Bucharest was a theatre of the absurd. While Bush took the side of Skopje , the European leaders succumbed to the Greek demands without considering the likely repercussions of such a stance for stability in the Balkans. At the same time, these politicians competed among themselves over who would give more compliments to Serbia, stating that the door to NATO stood open to it if only Koštunica and Tadić would suspend their decision in favour of Serbian ‘military neutrality’. Fuelled by Kosovo, and by the fear that political currents derived from Miloševic’s regime – backed by Koštunica’s strengthened party – could once again take charge of Serbia after 11 May, the policy of double standards has once again triumphed.

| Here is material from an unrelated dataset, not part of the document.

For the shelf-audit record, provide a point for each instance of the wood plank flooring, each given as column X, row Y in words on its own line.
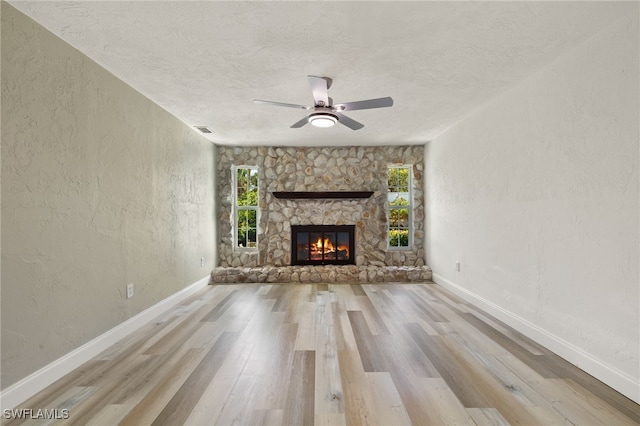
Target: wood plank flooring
column 325, row 354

Despite Mladić, and despite its daily confrontations with the EU and the USA, Serbia is being offered (albeit unofficially) the chance to sign a Stabilisation and Association Agreement. A state that has caused a decade of nightmares to one and all, and which right now is engulfed by noisy anti-Western propaganda, is being rewarded; while a state that cooperated with NATO during the bombing of Serbia, which took in hundreds of thousands of Albanian refugees and deportees from Kosovo, and which has been trying to establish bridges with its neighbours, is being punished. As one popular and reputable Serbian blogger has asked: does Europe have any idea what it is doing? and is it aware that the logic of its policies is that crime ultimately does indeed pay.
No one in Bucharest apart from the stubborn Slovene Jelko Kacin, who did not hide his bitterness that Europe was so lightly sacrificing Macedonia, appeared bothered by the fact that Greece – a clerical and nationalist state that is in conflict with all its neighbours (Bulgaria, Turkey, Albania and Macedonia),and that sees itself as the exclusive owner and interpreter of Hellenic civilisation and culture – is being allowed to behave in such a destructive manner. Apart from anything else, by refusing, under a cloak of European standards, to admit the existence of national groups other than Greeks upon its own territory. And that at the same time it is being allowed to use the threat of veto to decide on the name, language and history of other peoples. Driven by its irrational obsession that the neighbouring country has pretensions to its territory, Greece has raised its long-standing conflict with Macedonia to the level of supreme national interest, taking it to the point where it will become difficult, if not impossible, to solve.
Athens ’s triumph in Bucharest has encouraged it to assume an even harder position, threatening Macedonia that unless it succumbs to Greek blackmail over its name, Athens will block its further progress towards the EU:, from its visa regime, via fixing a date for the start of negotiations, to entry itself.
The inability of the European bureaucracy to deal with crisis situations, and to rein in Greek nationalist arrogance and swagger, has only strengthened Greece ’s potential for blackmail. It will be interesting to see how the EU will behave if and when Macedonia, through no fault of its own, regains its old position as the Balkan powder keg and the apple of European discord.